Tiffany jewelry was the jewelry created and supervised by Louis Comfort Tiffany at Tiffany & Co., during the Art Nouveau movement.

==History==
Louis Comfort Tiffany waited until after his father’s death (Charles Lewis Tiffany) in 1902 before beginning to create jewelry. On March 22, 1902, Tiffany received approval to become a member of Tiffany & Co.’s board of directors, afterwards becoming vice-president and art director. This gave Tiffany the ability to make executive choices; without being under the shadow of his father any longer, Tiffany was able to focus his creative energies on his jewelry.

Tiffany began to experiment with jewelry designs in 1902 at Tiffany Furnaces, with the intent of showing his pieces as part of Tiffany & Co.’s display at the St. Louis Exposition. It was the perfect venue for him to show his range of talent in a variety of media. All the jewelry Tiffany made during this time was stamped with “Louis C. Tiffany,” along with “Artist.”
There are no surviving day books nor ledgers to help provide information on how Tiffany went about his jewelry prior to 1907; however his exhibit at the St. Louis Exposition provides some knowledge of his ventures.

==Inspiration==
For many of the pieces that Tiffany produced during this time, his focus gravitated towards flowerlike inspirations. The nature theme was also a current motif that occurred in many of his other works. He also produced some pieces based on Etruscan prototypes.

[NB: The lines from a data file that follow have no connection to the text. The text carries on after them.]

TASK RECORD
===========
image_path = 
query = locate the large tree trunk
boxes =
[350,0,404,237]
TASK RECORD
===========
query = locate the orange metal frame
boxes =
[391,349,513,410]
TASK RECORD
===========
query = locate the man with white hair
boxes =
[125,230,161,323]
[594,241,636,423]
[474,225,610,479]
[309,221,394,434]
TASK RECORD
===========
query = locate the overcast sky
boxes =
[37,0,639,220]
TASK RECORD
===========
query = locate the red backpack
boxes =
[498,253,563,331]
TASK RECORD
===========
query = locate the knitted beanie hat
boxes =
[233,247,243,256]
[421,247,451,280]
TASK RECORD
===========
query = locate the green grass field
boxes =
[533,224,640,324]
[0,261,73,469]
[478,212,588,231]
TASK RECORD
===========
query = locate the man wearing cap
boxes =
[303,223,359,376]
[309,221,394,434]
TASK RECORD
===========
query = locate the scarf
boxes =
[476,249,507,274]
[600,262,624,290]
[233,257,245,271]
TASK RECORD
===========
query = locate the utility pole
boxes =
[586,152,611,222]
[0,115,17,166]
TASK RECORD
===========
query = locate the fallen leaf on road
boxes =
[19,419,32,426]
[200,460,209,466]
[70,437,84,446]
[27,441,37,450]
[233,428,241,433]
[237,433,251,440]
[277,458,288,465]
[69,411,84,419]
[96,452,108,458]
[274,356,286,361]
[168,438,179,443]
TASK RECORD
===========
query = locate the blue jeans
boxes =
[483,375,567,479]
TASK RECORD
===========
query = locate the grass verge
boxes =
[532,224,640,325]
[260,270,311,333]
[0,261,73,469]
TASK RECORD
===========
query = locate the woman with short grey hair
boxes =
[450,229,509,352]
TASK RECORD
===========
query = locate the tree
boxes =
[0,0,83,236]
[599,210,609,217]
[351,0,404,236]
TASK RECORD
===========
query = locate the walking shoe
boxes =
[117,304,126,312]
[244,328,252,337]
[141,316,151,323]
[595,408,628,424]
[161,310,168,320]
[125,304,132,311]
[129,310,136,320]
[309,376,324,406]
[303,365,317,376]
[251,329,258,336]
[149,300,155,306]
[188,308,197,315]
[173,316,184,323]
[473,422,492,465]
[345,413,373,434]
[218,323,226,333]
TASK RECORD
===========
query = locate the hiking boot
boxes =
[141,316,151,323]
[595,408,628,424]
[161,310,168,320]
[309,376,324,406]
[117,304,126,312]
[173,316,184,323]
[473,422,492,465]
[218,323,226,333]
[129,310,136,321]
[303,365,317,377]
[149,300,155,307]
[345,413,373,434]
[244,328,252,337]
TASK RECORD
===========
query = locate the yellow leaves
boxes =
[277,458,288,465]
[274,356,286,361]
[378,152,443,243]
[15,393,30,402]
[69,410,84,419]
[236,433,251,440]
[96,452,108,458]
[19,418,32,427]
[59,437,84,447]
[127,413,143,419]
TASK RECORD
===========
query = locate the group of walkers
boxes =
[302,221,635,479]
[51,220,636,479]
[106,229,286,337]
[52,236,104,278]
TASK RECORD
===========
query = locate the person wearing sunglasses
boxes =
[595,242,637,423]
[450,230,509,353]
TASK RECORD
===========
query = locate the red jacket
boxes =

Motifs such as wild carrots, dandelions, birds and blackberries were quite common. The scarab theme was also used quite frequently as a decorative motive in his jewelry and desktop items.
It is noted that many of the pieces took on a very chunky appearance, reminiscent of the jewelry worn by the Celts. His work was very different from the airy, fluttery look of the Art Nouveau.

Tiffany’s jewelry can be categorized into two main areas of influence, naturalism and historicism, but after further investigation it is apparent that he had many other influences, some being quite unidentifiable.

==Production==
Tiffany not only explored the various jewelry processes of the time, but also branched out into new metals, such as platinum, which at the time was considered very hard to manipulate.

It seems to be the case that unusual colorations appealed to Tiffany, like the opal.
He also preferred gemstones that were either opaque or translucent. Turquoise, jade, carnelian, lapis, moonstones, and opals were all chosen for their ability to filter light. Emphasis based on color was very prevalent in his works.

He devoted his first year of jewelrymaking mainly to focus towards forms and techniques, and only really began to put a collection together once he was satisfied with the fruits of his labor.

Once Tiffany & Co. began to manufacture his jewelry, there was a marked evolution in his pieces. His earlier pieces went from being made in a “hand-wrought”-looking manner, to a much more symmetrical and stylized fashion.
There was a great variety of jewelry produced during the 26 years that Louis Tiffany's enameling and jewelry division was in operation at Tiffany & Co. It has been estimated that nearly 5,500 pieces were produced during that time, an impressive amount considering the detail and craftsmanship in each piece.

He produced the same high-quality artisanship that was very much prized during the Arts and Crafts movement.

==Lasting impressions==

One of the last significant pieces that Tiffany produced was a plique-à-jour gold chalice enameled with peacock feathers, which he had designed in 1925. The cup portion of it was shaped like a tulip, once again reinforcing his admiration for nature. The peacock motif, shown in many of his pieces, is thought to have been his last appeal to immortality.